Mortgage fraud involves manipulating mortgage applications to benefit the buyer, seller or third party, and is punished severely in some regions. There are two types: property fraud and profit fraud, with various tactics including shotgunning and identity theft. Home buyers should work with reputable agents and banks to avoid fraud.
Mortgage fraud is a type of fraud in which the details of a mortgage application are manipulated to benefit the buyer, seller or a third party, usually at a cost to the lender. It is punished very severely in some regions of the world, although the lack of investigative capacity on the part of government agencies has made mortgage fraud low risk in the eyes of criminals. Mortgage fraud is not the same as predatory lending, a practice in which a lender deliberately deceives or confuses borrowers.

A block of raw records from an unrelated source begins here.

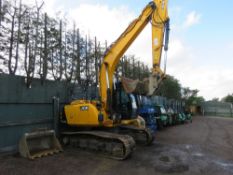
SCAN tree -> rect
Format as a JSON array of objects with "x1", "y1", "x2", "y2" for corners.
[
  {"x1": 182, "y1": 87, "x2": 198, "y2": 100},
  {"x1": 186, "y1": 96, "x2": 205, "y2": 106},
  {"x1": 75, "y1": 28, "x2": 81, "y2": 84},
  {"x1": 1, "y1": 0, "x2": 190, "y2": 94},
  {"x1": 0, "y1": 0, "x2": 2, "y2": 27},
  {"x1": 14, "y1": 0, "x2": 26, "y2": 75},
  {"x1": 30, "y1": 1, "x2": 44, "y2": 82},
  {"x1": 94, "y1": 36, "x2": 100, "y2": 85},
  {"x1": 0, "y1": 0, "x2": 11, "y2": 72},
  {"x1": 117, "y1": 55, "x2": 150, "y2": 80},
  {"x1": 211, "y1": 98, "x2": 219, "y2": 102},
  {"x1": 8, "y1": 0, "x2": 17, "y2": 74},
  {"x1": 38, "y1": 13, "x2": 48, "y2": 83},
  {"x1": 181, "y1": 87, "x2": 205, "y2": 105},
  {"x1": 23, "y1": 9, "x2": 33, "y2": 86},
  {"x1": 222, "y1": 94, "x2": 233, "y2": 103},
  {"x1": 156, "y1": 75, "x2": 182, "y2": 99},
  {"x1": 51, "y1": 19, "x2": 63, "y2": 81}
]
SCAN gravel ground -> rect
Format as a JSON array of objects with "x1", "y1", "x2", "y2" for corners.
[{"x1": 0, "y1": 116, "x2": 233, "y2": 175}]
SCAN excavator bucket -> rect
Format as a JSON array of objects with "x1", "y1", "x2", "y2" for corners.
[
  {"x1": 121, "y1": 77, "x2": 148, "y2": 95},
  {"x1": 121, "y1": 75, "x2": 163, "y2": 96},
  {"x1": 19, "y1": 130, "x2": 62, "y2": 160}
]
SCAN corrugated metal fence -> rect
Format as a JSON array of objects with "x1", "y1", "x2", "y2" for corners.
[
  {"x1": 0, "y1": 74, "x2": 75, "y2": 153},
  {"x1": 201, "y1": 101, "x2": 233, "y2": 117}
]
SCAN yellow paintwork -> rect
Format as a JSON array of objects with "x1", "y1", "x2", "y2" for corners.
[
  {"x1": 65, "y1": 100, "x2": 113, "y2": 127},
  {"x1": 65, "y1": 0, "x2": 169, "y2": 128},
  {"x1": 65, "y1": 100, "x2": 146, "y2": 128},
  {"x1": 152, "y1": 0, "x2": 168, "y2": 73},
  {"x1": 121, "y1": 116, "x2": 146, "y2": 129}
]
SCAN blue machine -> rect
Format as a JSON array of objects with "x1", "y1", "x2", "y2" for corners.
[{"x1": 136, "y1": 96, "x2": 157, "y2": 134}]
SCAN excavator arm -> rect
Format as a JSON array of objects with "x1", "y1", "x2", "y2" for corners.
[
  {"x1": 99, "y1": 0, "x2": 170, "y2": 111},
  {"x1": 152, "y1": 0, "x2": 169, "y2": 74},
  {"x1": 149, "y1": 0, "x2": 170, "y2": 96}
]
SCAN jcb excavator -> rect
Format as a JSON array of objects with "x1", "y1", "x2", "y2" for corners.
[
  {"x1": 61, "y1": 0, "x2": 169, "y2": 160},
  {"x1": 18, "y1": 0, "x2": 169, "y2": 160},
  {"x1": 61, "y1": 0, "x2": 170, "y2": 160}
]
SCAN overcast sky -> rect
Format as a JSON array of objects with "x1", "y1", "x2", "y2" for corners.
[{"x1": 33, "y1": 0, "x2": 233, "y2": 100}]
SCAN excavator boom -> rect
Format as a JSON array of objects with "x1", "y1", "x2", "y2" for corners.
[
  {"x1": 100, "y1": 2, "x2": 155, "y2": 110},
  {"x1": 100, "y1": 0, "x2": 170, "y2": 112}
]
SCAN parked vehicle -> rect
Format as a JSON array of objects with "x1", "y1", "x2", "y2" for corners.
[
  {"x1": 136, "y1": 96, "x2": 157, "y2": 134},
  {"x1": 153, "y1": 105, "x2": 169, "y2": 129},
  {"x1": 167, "y1": 107, "x2": 177, "y2": 125}
]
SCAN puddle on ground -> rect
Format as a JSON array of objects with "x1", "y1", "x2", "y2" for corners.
[
  {"x1": 213, "y1": 160, "x2": 233, "y2": 173},
  {"x1": 153, "y1": 150, "x2": 190, "y2": 173},
  {"x1": 138, "y1": 143, "x2": 233, "y2": 174},
  {"x1": 192, "y1": 152, "x2": 204, "y2": 157}
]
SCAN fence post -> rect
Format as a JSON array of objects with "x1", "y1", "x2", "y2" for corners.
[
  {"x1": 231, "y1": 103, "x2": 233, "y2": 117},
  {"x1": 53, "y1": 97, "x2": 60, "y2": 137}
]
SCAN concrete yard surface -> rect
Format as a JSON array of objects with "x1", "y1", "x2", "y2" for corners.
[{"x1": 0, "y1": 116, "x2": 233, "y2": 175}]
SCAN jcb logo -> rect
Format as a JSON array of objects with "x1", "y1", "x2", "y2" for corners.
[{"x1": 80, "y1": 106, "x2": 89, "y2": 111}]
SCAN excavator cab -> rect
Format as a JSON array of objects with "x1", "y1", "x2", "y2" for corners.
[{"x1": 112, "y1": 82, "x2": 138, "y2": 120}]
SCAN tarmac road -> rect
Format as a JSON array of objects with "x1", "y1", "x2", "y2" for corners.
[
  {"x1": 0, "y1": 116, "x2": 233, "y2": 175},
  {"x1": 156, "y1": 116, "x2": 233, "y2": 162}
]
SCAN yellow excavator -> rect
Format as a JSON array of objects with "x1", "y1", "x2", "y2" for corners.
[{"x1": 61, "y1": 0, "x2": 170, "y2": 160}]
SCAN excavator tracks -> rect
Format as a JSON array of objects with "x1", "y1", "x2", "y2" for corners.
[
  {"x1": 61, "y1": 131, "x2": 136, "y2": 160},
  {"x1": 118, "y1": 126, "x2": 154, "y2": 145}
]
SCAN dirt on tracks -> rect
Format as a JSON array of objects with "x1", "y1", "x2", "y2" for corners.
[{"x1": 0, "y1": 116, "x2": 233, "y2": 175}]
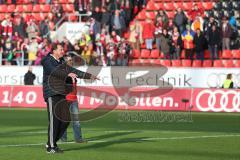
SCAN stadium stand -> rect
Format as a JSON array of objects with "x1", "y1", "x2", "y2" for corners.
[
  {"x1": 128, "y1": 0, "x2": 240, "y2": 67},
  {"x1": 0, "y1": 0, "x2": 239, "y2": 67}
]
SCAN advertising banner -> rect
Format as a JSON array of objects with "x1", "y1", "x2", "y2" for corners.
[
  {"x1": 0, "y1": 66, "x2": 239, "y2": 88},
  {"x1": 0, "y1": 86, "x2": 239, "y2": 113}
]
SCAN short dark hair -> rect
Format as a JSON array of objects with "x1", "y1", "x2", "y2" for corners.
[
  {"x1": 52, "y1": 43, "x2": 62, "y2": 52},
  {"x1": 227, "y1": 74, "x2": 232, "y2": 79}
]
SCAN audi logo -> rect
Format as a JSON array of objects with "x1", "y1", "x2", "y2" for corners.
[
  {"x1": 196, "y1": 89, "x2": 240, "y2": 112},
  {"x1": 207, "y1": 73, "x2": 240, "y2": 88}
]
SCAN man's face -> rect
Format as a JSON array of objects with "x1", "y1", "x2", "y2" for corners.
[
  {"x1": 177, "y1": 8, "x2": 181, "y2": 13},
  {"x1": 115, "y1": 10, "x2": 119, "y2": 16},
  {"x1": 28, "y1": 66, "x2": 32, "y2": 72},
  {"x1": 163, "y1": 30, "x2": 167, "y2": 35},
  {"x1": 210, "y1": 17, "x2": 214, "y2": 22},
  {"x1": 95, "y1": 7, "x2": 100, "y2": 12},
  {"x1": 54, "y1": 45, "x2": 64, "y2": 58},
  {"x1": 194, "y1": 5, "x2": 198, "y2": 10}
]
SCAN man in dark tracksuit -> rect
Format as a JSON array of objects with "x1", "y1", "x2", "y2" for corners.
[{"x1": 41, "y1": 43, "x2": 98, "y2": 153}]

There are two types of mortgage fraud: property fraud and profit fraud. In the case of property fraud, the buyer is generally responsible for the mortgage fraud, making omissions on the mortgage application that ensure that the application is approved. For example, someone may lie about their income, financial obligations, employment status, or position in a company to obtain a loan. In these cases, people commit mortgage fraud because they won’t be able to afford the property otherwise.
In for-profit fraud, the goal is to defraud the money lending institution and get away with the proceeds. There are a number of ways that people can commit mortgage fraud for profit, with a classic scheme being appraisal fraud combined with illegal property investment, in which a home is purchased at low cost, appraised at a artificially high and is sold to a buyer who may or may not exist as part of the scheme. The buyer then defaults on the mortgage, leaving the seller with cash in hand while the lender is defrauded of the loan amount.
Some other mortgage fraud tactics include shotgunning, in which multiple mortgages are secretly taken on the same home, and identity theft, in which a buyer assumes another person’s identity to commit fraud. In cash back schemes, buyers can unwittingly engage in mortgage fraud when they agree to hide disclosure of cash back payments, while in occupancy fraud, a buyer lies and says they intend to live in a property, obtaining a special mortgage rate, and then renting it out.
Home buyers should know that it is easy to get involved in mortgage fraud by accident. For example, if you buy a house with a bad roof and the seller volunteers to pay for the roof without disclosing the contract payment for the house, this is mortgage fraud. If you make an agreement that the seller pays to repair or replace something as a term of sale, this must be specified in the contract, along with any other exchange of cash or services. Working with a reputable real estate agent and bank and disclosing all the details of a sale is the best way to avoid mortgage fraud. If you are not sure whether or not an activity would be considered fraudulent, you should talk to your mortgage loan officer.